Most companies compile annual reports for their business, and they then provide that information to investors and decision makers in the company. Essentially, the annual report provides the company a method of benchmarking successes and failures for their fiscal year. Cattle producers should be doing the same thing as it relates to production data and financial health of the operation.
As for the year 2020, most companies, farmers, and government agencies could title their annual report “The Year of Coronavirus,” because much of the revenues and expenses will have been impacted by the COVID-19 pandemic. Despite this fact, it is still useful to take a few minutes to review the 2020 cattle market. The purpose of reviewing the cattle market for a cattle producer is to quickly analyze the successes and failures of the year with the hope of trying to improve next year’s decision making and marketing plan.

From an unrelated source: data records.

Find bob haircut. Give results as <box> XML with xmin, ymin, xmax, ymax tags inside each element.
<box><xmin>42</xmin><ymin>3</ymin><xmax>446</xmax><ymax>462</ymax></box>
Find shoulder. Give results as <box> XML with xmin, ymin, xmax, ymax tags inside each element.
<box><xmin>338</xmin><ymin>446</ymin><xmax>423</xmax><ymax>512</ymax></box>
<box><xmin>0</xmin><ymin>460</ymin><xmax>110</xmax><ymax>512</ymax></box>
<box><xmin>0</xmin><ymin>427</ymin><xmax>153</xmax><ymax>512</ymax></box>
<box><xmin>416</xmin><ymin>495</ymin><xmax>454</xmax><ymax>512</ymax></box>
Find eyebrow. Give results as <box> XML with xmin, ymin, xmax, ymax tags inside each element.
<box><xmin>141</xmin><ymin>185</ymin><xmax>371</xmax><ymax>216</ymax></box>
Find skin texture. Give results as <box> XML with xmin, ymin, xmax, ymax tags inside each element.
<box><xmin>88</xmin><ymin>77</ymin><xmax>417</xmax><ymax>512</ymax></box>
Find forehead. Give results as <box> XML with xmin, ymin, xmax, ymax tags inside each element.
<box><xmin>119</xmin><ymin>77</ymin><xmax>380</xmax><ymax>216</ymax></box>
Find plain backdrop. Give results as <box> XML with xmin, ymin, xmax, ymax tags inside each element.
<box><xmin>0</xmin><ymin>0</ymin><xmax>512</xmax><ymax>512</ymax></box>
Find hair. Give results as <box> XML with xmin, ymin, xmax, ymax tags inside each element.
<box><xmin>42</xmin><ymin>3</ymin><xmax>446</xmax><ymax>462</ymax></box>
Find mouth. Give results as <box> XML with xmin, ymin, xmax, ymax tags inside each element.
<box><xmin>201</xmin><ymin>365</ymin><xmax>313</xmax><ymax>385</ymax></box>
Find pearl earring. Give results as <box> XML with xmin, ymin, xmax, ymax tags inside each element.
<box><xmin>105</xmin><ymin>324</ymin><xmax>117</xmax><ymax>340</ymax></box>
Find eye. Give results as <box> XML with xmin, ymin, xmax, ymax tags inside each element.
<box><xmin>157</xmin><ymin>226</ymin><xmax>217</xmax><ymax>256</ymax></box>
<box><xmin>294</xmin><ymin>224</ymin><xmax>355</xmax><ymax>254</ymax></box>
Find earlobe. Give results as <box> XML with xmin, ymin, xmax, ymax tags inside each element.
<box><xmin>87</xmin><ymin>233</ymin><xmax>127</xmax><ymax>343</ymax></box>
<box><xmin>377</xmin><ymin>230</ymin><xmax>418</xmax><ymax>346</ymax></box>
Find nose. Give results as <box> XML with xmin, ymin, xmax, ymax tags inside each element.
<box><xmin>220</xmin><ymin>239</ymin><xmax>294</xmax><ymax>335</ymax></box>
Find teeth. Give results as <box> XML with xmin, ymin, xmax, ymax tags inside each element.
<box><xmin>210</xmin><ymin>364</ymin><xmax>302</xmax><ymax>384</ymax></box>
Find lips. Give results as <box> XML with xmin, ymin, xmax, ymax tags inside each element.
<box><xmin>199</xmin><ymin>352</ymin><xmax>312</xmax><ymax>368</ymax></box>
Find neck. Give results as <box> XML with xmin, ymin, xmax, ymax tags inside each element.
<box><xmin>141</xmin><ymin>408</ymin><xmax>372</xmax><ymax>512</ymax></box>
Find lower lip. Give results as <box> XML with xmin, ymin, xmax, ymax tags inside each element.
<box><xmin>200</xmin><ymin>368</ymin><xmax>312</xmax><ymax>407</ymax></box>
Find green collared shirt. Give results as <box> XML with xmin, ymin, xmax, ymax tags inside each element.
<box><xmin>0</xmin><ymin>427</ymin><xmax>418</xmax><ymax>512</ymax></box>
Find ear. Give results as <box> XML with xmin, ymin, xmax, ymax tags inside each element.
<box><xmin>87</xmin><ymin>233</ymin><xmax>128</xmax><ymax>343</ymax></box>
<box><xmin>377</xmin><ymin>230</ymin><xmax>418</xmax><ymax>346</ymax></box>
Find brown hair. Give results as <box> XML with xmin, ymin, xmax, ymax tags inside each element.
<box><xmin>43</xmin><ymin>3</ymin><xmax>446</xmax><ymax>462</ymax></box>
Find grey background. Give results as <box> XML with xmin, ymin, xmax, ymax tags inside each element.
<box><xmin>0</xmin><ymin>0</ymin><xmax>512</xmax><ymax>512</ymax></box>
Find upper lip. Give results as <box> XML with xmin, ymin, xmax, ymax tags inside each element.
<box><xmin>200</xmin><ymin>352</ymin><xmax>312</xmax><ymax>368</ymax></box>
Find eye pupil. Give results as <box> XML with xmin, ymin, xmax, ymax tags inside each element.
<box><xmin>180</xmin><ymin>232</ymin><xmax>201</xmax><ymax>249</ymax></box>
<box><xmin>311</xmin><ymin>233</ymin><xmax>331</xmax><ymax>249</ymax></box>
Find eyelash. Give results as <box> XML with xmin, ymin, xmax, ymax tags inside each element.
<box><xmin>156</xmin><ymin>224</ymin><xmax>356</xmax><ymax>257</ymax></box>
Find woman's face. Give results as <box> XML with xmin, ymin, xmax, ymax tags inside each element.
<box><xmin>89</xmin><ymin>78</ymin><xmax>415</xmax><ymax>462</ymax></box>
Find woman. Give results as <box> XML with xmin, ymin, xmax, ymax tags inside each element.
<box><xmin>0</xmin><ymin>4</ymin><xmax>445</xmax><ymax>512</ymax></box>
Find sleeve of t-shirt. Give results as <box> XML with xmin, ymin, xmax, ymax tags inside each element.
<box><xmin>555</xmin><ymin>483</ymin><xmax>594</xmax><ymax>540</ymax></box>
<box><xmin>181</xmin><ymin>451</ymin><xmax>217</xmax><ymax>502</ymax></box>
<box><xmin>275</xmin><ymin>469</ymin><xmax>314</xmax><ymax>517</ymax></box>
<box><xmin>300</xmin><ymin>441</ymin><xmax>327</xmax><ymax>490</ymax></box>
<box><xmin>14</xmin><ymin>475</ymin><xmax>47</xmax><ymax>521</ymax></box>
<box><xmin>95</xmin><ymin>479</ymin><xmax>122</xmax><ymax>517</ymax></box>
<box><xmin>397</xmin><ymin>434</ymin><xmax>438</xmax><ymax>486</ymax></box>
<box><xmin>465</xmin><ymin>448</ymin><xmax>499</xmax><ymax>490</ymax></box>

Probably the best place to start from a cattle producer standpoint is the finished cattle market and then work back to the calf market since prices feed backwards through the supply chain. The finished cattle market has been everything but seasonal in 2020. The highest prices for finished cattle during a year tend to occur during the spring months when grilling season is beginning and when finished cattle weights are near their annual lows. However, the peak price for 2020 through the first ten months of the year occurred during January when the 5-area weekly weighted average price traded between $124 and $125 per hundredweight the entire month. Prices then declined into the middle of March and were below $109 before bouncing back to $119 and then quickly collapsing under $97. This seesaw pattern has persisted through October.
The feeder cattle market (700 pounds and heavier) has been equally tough to predict. Tennessee weekly auction average prices had 700 to 800-pound steers trading over $130 in January, but prices dipped below $110 per hundredweight during the onset of the pandemic. The price of 700 to 800-pound steers in Tennessee has slowly crept back near the $130 mark. The calf market has not been as sporadic, but it has definitely been a disappointment in 2020. Calf prices (500 to 600- pound steers) started the year with a $10 per hundredweight increase from January to late February as grass cattle buying started, but they peaked at $150 per hundredweight, which was $10 lower than expectations at the beginning of the year. The market then dropped below $130 in just a few weeks before recovering and trading on either side of $140 per hundredweight for most of the spring, summer, and early fall.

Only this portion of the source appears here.